Figure 4

Long-lasting and large ozone holes, that often bring ozone-depleted air over the northern most part of the continent in late spring, have been occurring at about the same frequency during the last two decades. (a) Changes from 1996–2005 to 2011–2020 in the ozone hole area averaged from 1 September to 15 October. (b) Changes from 1996–2005 to 2011–2020 in the ozone hole area averaged from 16 October to 30 November. (c) Daily estimates of the ozone hole area averaged over two periods: 1996–2005 (blue line) and 2011–2020 (red line). (d) Progress of ozone hole area averaged from 1 September to 15 October (red line) and from 16 October to 30 November (blue line). (e) Number of days with a very large ozone hole area (defined according to the 90th percentile) counted over two periods: from 1 September to 15 October (red line) and from 16 October to 30 November (blue line). (f) Number of days with an ozone hole area larger than 20 million km² counted over two periods: from 1 September to 15 October (red line) and from 16 October to 30 November (blue line).
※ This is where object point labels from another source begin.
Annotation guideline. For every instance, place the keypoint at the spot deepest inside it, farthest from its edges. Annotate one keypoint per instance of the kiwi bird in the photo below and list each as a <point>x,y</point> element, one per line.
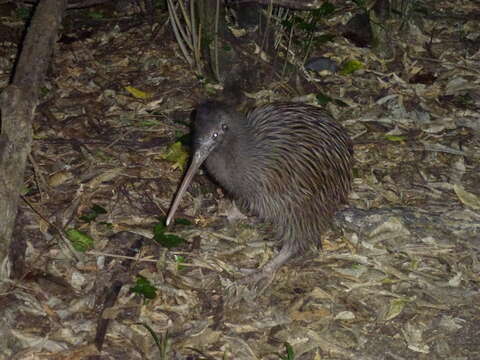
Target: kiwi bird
<point>288,163</point>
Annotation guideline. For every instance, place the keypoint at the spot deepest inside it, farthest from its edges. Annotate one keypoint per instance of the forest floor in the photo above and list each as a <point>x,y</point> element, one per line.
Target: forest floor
<point>400,282</point>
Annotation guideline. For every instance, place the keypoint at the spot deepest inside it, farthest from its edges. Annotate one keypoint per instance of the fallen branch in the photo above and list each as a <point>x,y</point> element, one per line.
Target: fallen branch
<point>17,103</point>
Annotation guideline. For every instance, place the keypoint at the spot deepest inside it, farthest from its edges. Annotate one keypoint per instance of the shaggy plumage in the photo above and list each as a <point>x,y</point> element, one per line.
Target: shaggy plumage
<point>288,163</point>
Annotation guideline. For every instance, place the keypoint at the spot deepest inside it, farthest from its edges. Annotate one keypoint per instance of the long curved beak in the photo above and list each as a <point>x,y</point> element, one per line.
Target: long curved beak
<point>197,160</point>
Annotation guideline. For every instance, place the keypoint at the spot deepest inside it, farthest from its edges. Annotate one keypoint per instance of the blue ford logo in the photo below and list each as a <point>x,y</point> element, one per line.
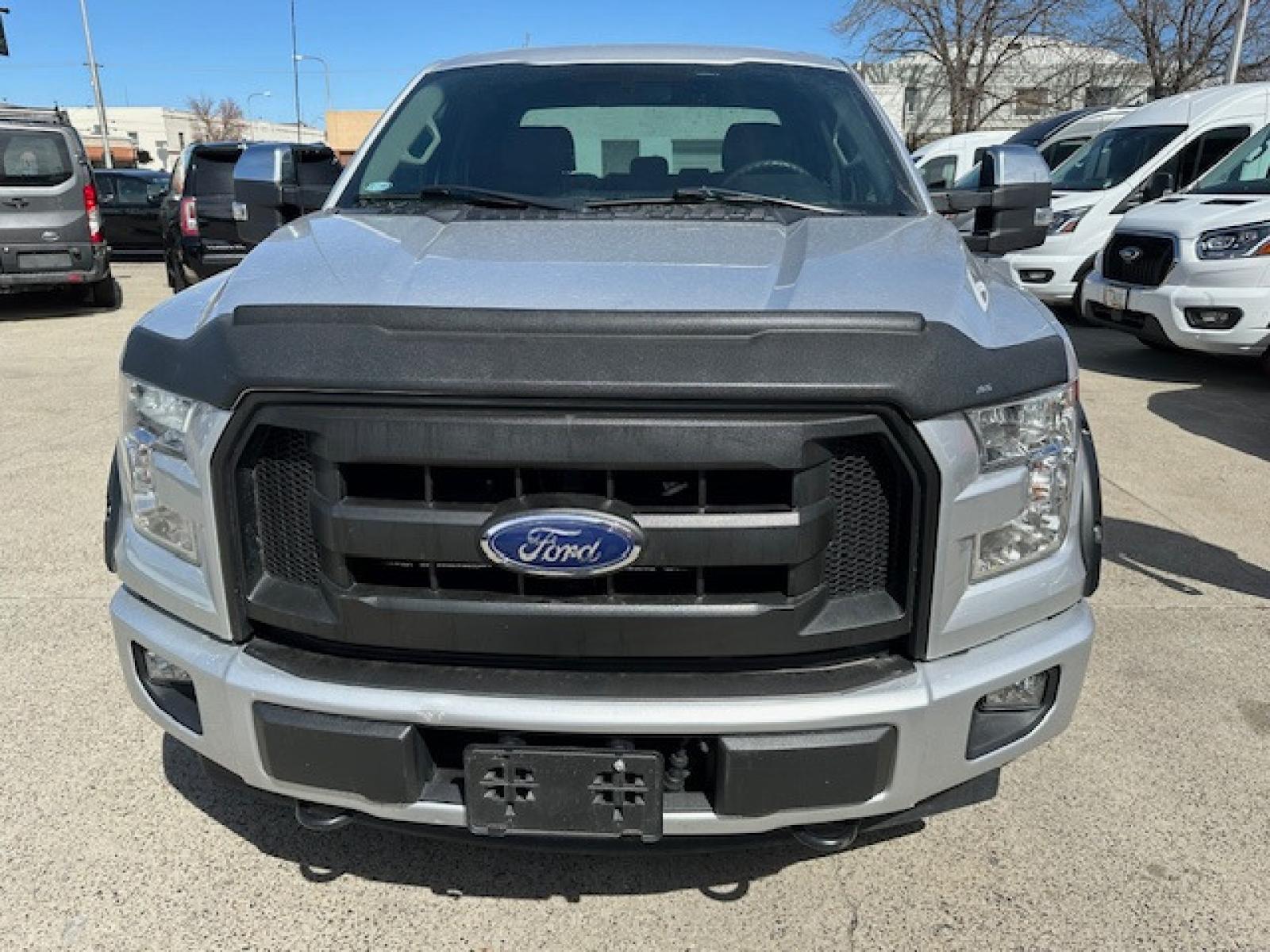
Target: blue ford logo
<point>563,543</point>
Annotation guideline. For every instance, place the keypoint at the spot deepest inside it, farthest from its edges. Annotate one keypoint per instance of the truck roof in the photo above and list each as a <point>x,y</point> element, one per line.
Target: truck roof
<point>639,54</point>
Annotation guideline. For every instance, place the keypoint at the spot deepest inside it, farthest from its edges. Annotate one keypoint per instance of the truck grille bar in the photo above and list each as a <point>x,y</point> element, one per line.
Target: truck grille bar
<point>359,528</point>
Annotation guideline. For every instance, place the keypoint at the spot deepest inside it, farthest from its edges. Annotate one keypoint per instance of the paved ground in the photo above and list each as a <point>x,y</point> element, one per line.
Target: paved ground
<point>1145,827</point>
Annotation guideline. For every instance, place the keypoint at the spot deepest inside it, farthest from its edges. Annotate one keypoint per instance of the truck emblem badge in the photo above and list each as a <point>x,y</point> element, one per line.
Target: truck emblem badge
<point>575,543</point>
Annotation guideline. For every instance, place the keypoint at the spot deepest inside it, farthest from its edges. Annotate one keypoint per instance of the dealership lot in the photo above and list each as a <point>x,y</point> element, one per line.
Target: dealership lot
<point>1143,825</point>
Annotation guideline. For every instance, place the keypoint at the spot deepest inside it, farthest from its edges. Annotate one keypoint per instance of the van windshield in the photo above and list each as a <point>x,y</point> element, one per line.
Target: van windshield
<point>572,136</point>
<point>1113,156</point>
<point>33,158</point>
<point>1246,171</point>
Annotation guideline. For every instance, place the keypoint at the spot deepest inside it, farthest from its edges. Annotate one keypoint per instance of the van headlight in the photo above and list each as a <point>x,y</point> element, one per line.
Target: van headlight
<point>1038,433</point>
<point>156,469</point>
<point>1245,241</point>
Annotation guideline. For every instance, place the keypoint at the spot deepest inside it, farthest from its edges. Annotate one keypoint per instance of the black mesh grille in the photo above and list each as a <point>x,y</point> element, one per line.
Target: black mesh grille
<point>859,558</point>
<point>281,480</point>
<point>1138,259</point>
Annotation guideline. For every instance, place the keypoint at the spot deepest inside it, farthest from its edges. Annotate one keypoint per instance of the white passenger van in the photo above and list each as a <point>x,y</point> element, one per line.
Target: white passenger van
<point>1193,271</point>
<point>1155,150</point>
<point>945,160</point>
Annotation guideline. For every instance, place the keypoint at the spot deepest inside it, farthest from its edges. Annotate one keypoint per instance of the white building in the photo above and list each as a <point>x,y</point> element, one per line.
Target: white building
<point>1038,76</point>
<point>160,132</point>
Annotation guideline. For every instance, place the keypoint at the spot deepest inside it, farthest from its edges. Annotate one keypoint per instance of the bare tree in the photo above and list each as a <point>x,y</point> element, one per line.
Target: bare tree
<point>217,121</point>
<point>971,44</point>
<point>1187,44</point>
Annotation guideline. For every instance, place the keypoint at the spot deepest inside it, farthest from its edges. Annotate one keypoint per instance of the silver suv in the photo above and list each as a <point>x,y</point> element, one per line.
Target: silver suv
<point>50,220</point>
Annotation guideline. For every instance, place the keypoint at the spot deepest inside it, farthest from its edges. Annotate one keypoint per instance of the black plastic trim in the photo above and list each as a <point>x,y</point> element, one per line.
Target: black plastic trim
<point>926,368</point>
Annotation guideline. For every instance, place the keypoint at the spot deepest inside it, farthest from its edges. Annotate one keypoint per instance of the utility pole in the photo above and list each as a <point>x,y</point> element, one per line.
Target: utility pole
<point>295,67</point>
<point>1232,67</point>
<point>97,89</point>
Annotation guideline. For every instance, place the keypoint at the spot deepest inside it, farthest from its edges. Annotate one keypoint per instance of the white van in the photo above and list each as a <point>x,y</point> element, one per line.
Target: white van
<point>1193,271</point>
<point>945,160</point>
<point>1157,149</point>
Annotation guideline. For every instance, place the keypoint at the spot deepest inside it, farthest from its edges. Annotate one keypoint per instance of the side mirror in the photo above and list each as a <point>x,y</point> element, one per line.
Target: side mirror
<point>1157,186</point>
<point>1010,205</point>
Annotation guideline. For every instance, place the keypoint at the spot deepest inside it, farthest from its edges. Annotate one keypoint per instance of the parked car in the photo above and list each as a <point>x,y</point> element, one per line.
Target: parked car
<point>945,160</point>
<point>537,486</point>
<point>1155,150</point>
<point>1193,271</point>
<point>50,215</point>
<point>205,234</point>
<point>130,209</point>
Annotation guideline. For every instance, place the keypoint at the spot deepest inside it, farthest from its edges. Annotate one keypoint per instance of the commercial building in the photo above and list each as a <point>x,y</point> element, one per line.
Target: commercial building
<point>152,136</point>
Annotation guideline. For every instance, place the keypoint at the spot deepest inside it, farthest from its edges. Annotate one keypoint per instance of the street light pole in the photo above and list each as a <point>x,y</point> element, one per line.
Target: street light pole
<point>97,89</point>
<point>1232,67</point>
<point>325,70</point>
<point>251,121</point>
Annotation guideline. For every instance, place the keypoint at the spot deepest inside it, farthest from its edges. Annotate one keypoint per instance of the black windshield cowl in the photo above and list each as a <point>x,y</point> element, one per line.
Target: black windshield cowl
<point>710,194</point>
<point>469,194</point>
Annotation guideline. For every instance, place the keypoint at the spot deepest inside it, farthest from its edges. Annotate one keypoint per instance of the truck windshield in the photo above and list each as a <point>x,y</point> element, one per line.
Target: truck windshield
<point>1246,171</point>
<point>1113,156</point>
<point>572,136</point>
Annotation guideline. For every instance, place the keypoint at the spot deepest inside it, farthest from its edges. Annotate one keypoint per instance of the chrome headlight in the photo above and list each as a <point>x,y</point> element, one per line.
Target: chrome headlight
<point>1244,241</point>
<point>1066,222</point>
<point>156,470</point>
<point>1038,433</point>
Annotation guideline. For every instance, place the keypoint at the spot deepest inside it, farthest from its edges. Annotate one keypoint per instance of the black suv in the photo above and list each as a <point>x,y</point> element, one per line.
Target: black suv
<point>203,232</point>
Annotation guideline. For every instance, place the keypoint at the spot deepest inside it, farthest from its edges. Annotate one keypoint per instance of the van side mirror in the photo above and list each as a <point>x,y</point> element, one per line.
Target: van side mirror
<point>1157,186</point>
<point>1011,202</point>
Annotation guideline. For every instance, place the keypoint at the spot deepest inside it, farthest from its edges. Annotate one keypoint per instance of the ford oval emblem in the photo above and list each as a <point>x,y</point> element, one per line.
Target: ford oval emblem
<point>563,543</point>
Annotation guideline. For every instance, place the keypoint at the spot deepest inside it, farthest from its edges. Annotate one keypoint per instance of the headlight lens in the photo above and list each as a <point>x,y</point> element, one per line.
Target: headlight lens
<point>1066,222</point>
<point>1245,241</point>
<point>1038,433</point>
<point>156,428</point>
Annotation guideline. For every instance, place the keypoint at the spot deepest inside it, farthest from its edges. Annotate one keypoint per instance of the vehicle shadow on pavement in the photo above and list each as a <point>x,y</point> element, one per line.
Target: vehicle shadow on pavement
<point>1160,554</point>
<point>50,305</point>
<point>1230,401</point>
<point>469,869</point>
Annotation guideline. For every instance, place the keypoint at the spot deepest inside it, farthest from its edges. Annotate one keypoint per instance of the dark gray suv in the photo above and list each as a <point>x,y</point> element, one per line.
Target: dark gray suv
<point>50,219</point>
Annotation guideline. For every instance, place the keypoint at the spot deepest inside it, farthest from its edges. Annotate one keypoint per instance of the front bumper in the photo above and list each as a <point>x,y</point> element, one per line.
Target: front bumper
<point>929,706</point>
<point>1162,313</point>
<point>94,263</point>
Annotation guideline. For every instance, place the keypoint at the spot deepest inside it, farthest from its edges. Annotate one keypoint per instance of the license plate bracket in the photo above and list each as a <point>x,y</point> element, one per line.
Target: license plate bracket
<point>563,791</point>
Bold lines in plots (d–f) show 11-year centered moving averages. In plots (a,b) the ozone hole was estimated considering the area within which, on average over the decades either 1996–2005 or 2011–2020, daily TOC values were lower than 220 Dobson units (DU) on twenty or more days per period. Data from the TOMS instrument on the Earth Probe satellite and from the OMI instrument onboard the Aura satellite were used in plots (a,b). Data produced by the Laboratory for Atmospheres at NASA's Goddard Space Flight Center were used in plots (c–f). The plots were generated using Python’s Matplotlib library⁷¹.